Among risks factors found in this study, certain clinical characteristics like a history of tuberculosis, surgical operation, and traditional operational practices and scarification and a history of viral hepatitis in the family were found to be associated with HBsAg positivity. Being exposed to blood and blood products through medical and non-medical practices is the main source of HBV transmission and could be the reason why these factors were associated with HBV infection in this study. Previous studies have identified exposure to blood products, history of surgical operations, history of HBV in the family, undergoing body piercing as risks factors for HBV [20‐25]. In a study conducted in Sao Paulo, Brazil HBV infection was associated with a family history of hepatitis and tattoos practicing [26] were reported as main factors associated with HBV. Over the last decade, Rwanda has made great strides in securing and testing the blood supply, and it is though that iatrogenic HBV exposures should continue to decline.

The results from this study provide an estimate of the prevalence of HBV infection in Rwanda based on a large number of diverse participants from different districts in the country. These estimates help to inform HBV prevention and treatment programming in Rwanda while waiting for more generalizable prevalence estimates from studies conducted on random national samples. Additionally, identification of factors associated with HBV in this population can allow the design and implementation of interventions targeted to the most at risk populations in Rwanda. For instance, organizers of HBV screening, prevention and treatment programs could prioritize groups that were identified to be most at-risk including people with a history of TB, transfusions, and those from families with a history of HBV infection.

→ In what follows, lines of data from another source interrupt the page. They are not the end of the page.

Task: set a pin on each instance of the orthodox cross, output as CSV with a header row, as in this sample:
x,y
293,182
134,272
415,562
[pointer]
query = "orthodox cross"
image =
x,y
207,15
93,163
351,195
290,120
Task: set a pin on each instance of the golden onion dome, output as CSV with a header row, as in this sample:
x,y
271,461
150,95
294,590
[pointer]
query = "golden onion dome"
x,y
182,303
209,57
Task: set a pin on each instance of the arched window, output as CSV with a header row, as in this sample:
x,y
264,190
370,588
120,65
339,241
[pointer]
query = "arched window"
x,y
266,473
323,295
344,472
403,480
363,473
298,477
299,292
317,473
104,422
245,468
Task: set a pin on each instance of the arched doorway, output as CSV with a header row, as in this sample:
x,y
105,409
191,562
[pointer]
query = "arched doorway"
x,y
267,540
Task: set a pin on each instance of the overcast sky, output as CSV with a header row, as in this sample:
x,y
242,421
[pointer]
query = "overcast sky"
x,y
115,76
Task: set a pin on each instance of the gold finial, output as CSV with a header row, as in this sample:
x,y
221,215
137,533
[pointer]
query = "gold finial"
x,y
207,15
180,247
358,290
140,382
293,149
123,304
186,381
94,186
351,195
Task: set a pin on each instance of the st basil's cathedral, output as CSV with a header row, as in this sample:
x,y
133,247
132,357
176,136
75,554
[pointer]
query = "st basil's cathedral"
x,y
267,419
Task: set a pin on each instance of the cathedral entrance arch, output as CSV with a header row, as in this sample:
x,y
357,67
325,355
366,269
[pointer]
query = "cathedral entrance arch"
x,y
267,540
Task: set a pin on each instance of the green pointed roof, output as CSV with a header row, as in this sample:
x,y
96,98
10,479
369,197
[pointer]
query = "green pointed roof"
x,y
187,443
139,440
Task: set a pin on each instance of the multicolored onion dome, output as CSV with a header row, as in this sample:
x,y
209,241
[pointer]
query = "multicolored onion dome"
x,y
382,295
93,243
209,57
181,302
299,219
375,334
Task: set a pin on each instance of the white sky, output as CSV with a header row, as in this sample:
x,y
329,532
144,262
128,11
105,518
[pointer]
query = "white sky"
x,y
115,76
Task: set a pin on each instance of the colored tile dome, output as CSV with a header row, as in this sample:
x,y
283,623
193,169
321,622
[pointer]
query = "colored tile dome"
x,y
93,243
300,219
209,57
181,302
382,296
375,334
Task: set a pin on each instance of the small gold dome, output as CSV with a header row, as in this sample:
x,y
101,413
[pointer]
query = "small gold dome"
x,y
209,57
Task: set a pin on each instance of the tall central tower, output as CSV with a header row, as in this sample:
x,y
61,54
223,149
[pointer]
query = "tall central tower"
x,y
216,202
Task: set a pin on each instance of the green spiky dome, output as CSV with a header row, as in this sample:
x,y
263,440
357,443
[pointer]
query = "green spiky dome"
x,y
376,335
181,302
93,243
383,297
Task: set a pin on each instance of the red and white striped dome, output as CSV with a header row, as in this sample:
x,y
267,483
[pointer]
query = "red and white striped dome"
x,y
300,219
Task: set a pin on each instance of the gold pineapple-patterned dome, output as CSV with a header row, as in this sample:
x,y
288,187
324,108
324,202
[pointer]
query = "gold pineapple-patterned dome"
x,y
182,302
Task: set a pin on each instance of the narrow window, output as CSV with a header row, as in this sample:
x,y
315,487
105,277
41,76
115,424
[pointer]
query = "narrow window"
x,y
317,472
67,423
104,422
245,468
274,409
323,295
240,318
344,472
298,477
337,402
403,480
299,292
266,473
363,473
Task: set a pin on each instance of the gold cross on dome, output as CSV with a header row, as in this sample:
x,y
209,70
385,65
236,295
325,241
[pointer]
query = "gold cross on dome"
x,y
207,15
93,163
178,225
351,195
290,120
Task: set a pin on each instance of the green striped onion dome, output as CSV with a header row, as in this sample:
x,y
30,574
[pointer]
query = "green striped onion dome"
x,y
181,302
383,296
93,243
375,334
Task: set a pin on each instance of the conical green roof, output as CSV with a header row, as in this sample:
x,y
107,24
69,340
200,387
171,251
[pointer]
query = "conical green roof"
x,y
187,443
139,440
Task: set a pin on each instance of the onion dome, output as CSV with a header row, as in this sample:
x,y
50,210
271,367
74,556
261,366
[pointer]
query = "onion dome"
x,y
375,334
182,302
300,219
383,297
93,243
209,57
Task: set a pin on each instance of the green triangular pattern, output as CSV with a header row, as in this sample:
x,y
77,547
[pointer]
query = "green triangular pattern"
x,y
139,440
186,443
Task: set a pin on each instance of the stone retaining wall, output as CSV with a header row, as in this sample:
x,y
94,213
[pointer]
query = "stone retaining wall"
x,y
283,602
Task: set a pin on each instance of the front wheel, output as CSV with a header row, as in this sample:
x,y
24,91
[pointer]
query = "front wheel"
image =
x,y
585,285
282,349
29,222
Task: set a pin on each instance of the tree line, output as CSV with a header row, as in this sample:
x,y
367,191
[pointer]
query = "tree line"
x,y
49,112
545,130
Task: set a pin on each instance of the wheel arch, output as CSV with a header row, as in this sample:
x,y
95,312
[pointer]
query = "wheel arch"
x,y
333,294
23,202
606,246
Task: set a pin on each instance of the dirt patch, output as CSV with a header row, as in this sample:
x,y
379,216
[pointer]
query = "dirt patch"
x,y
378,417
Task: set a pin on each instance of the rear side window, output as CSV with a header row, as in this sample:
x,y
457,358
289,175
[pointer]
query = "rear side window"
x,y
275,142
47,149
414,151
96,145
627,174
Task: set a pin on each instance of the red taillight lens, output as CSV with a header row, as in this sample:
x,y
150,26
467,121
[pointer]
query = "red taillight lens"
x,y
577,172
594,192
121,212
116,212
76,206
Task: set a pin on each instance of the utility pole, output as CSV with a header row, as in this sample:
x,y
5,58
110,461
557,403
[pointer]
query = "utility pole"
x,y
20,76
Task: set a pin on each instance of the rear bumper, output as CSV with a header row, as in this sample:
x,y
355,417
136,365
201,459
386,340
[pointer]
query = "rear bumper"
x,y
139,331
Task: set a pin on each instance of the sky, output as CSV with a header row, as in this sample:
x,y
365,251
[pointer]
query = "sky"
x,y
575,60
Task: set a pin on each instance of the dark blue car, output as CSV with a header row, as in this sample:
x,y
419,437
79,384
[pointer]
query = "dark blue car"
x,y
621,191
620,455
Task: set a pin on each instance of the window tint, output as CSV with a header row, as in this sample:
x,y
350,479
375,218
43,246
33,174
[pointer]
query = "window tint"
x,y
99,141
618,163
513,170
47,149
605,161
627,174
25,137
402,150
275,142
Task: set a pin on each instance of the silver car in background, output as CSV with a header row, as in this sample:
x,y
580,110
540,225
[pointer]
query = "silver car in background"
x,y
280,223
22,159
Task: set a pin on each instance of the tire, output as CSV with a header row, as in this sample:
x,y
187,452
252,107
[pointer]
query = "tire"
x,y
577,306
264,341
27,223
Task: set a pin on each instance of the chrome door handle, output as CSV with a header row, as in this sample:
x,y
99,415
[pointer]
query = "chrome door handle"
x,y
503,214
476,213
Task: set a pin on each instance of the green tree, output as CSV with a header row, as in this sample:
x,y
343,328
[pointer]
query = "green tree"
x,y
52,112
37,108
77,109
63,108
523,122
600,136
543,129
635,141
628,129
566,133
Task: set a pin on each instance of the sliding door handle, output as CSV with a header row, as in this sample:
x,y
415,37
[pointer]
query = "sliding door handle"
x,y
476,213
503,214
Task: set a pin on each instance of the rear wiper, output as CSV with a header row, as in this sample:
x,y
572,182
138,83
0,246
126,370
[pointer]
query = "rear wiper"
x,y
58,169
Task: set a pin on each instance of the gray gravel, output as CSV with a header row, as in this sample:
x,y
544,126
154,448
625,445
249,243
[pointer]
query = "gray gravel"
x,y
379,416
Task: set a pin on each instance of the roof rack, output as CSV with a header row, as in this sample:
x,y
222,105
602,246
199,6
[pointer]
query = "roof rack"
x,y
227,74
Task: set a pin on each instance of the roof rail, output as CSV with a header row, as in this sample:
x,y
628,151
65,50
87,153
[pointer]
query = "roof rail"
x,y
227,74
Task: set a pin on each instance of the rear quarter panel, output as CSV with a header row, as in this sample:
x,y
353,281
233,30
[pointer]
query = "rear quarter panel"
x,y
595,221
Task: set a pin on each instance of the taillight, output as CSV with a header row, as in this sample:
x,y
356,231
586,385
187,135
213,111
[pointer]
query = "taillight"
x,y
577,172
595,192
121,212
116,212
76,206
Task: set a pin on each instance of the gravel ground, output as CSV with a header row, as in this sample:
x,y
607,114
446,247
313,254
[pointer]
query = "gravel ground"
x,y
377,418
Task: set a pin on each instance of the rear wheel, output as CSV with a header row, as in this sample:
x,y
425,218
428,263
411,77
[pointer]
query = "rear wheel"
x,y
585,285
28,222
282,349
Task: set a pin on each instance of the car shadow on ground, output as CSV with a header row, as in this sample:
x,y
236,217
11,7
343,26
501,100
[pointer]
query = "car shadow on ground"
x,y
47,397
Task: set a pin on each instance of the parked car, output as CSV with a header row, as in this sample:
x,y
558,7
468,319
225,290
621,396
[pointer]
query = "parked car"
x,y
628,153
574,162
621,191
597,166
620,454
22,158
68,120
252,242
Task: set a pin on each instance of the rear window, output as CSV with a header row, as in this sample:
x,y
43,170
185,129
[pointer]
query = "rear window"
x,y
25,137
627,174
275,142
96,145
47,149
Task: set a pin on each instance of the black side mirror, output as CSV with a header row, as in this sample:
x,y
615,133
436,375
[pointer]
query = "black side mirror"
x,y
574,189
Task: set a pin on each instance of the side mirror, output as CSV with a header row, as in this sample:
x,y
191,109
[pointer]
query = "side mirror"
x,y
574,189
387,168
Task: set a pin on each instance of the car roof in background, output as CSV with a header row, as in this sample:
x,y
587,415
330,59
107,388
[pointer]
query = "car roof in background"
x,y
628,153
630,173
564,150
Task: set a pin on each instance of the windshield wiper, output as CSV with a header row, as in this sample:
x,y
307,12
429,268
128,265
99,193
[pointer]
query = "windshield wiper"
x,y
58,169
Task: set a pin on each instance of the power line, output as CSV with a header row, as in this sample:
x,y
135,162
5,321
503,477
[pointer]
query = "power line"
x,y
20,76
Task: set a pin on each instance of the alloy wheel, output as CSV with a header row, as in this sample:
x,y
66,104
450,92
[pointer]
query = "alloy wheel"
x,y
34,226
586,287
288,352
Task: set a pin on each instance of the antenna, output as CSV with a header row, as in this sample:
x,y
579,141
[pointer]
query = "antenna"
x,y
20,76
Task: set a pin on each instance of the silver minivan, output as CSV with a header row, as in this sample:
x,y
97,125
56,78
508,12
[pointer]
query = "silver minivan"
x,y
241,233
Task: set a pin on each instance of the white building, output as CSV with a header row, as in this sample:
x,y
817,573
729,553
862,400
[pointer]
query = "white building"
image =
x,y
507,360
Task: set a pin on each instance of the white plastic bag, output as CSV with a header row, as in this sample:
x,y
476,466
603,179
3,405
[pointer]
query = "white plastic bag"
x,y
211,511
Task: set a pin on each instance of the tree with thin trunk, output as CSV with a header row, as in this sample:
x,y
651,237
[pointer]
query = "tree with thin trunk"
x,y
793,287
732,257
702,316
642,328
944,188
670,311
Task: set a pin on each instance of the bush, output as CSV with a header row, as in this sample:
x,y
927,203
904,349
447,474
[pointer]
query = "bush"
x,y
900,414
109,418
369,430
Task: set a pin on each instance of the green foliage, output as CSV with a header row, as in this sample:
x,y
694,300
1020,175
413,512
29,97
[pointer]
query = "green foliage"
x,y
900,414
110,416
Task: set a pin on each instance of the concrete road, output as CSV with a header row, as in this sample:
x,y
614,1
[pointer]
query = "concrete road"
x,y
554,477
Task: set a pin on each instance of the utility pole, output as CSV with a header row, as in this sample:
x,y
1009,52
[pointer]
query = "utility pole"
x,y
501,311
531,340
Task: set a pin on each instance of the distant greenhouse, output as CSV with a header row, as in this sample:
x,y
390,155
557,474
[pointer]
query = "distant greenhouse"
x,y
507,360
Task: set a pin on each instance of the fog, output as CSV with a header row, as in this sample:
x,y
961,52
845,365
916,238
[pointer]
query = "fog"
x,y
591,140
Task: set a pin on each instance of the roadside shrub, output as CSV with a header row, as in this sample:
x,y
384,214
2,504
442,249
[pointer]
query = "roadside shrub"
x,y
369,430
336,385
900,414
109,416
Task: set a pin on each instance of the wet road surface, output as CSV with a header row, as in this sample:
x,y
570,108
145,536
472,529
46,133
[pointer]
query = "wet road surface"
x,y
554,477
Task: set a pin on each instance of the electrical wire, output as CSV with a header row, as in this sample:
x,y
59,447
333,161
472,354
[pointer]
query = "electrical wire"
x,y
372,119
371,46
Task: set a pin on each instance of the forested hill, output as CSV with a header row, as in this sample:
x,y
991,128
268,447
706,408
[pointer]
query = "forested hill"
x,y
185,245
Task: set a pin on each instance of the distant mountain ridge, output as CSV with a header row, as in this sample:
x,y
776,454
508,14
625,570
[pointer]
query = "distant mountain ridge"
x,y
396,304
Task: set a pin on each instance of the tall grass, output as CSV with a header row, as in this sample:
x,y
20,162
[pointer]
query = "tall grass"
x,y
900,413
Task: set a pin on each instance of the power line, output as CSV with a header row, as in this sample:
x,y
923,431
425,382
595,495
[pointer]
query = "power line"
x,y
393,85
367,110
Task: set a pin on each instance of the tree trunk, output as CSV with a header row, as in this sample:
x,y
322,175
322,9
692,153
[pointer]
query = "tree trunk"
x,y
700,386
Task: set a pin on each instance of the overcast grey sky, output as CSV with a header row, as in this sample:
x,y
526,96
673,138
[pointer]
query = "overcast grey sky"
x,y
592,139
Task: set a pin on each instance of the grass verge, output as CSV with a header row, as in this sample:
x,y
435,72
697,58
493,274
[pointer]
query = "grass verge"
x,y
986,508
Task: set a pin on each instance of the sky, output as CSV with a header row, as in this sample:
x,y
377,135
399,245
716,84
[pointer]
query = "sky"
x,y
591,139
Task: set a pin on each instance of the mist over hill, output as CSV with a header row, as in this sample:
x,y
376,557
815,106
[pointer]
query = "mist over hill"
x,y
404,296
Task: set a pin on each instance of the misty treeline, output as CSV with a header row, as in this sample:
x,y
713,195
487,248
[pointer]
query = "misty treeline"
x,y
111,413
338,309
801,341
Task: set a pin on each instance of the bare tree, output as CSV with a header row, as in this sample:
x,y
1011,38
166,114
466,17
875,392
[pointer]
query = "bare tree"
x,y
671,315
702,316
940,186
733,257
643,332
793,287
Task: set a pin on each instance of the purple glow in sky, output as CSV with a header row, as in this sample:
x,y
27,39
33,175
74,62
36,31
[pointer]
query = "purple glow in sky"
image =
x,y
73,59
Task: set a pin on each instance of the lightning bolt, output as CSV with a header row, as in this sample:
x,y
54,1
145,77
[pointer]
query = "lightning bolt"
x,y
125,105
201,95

This study has strengths and several limitations. The study strength is its very large sample size and high coverage of 24 of the 30 districts in Rwanda (80%). However, the study population was not randomly selected and did not include Kigali city, so the prevalence results may not be generalizable to the whole country. There is also a possibility of selection bias, as people who participated in the screening program may have been more likely to have current symptoms, already know their HBV status, or be more likely to be HBV-infected. This study was aimed at individuals aged 25 years and older; the prevalence of HBV is likely higher in this group than in those under 25 years in Rwanda, as childhood HBV vaccination programs were begun in 2002. Future studies will need to determine the prevalence among the population less than 25 years old. Another bias may have been introduced by encouraging older individuals to come for testing, which may have resulted in an unequal age distribution. This study relied on chart review and self-reported information for clinical variables (e.g. HIV status) which may have led to misclassification through recall bias. There were also a limited number of variables available for analysis in the chart (e.g. HBV vaccination status), limiting the number of factors and confounders that could be included in the analysis. Finally, this study relied on HBsAg testing to determine prevalence of active HBV infection. Therefore, participants with acute infection or other chronic carriers may have been missed, thus underestimating the total burden of HBV disease. Without liver function testing or fibrosis data, subjects could not be assessed for the impact of chronic HBV infection. Despite these limitations, this study provides valuable baseline prevalence estimates to inform HBV programming in Rwanda and identifies groups for focused prevention efforts. Future studies using random sampling techniques may give a more complete estimation of the national prevalence.

This study shows that HBV is an intermediate epidemic in the studied population in Rwanda. The findings are similar to little available data on HBV in the region and may be applicable in other similar settings. These results have also identified groups of people with the highest HBV risk in Rwanda. More studies are needed in order to have people that should be prioritized in prevention interventions.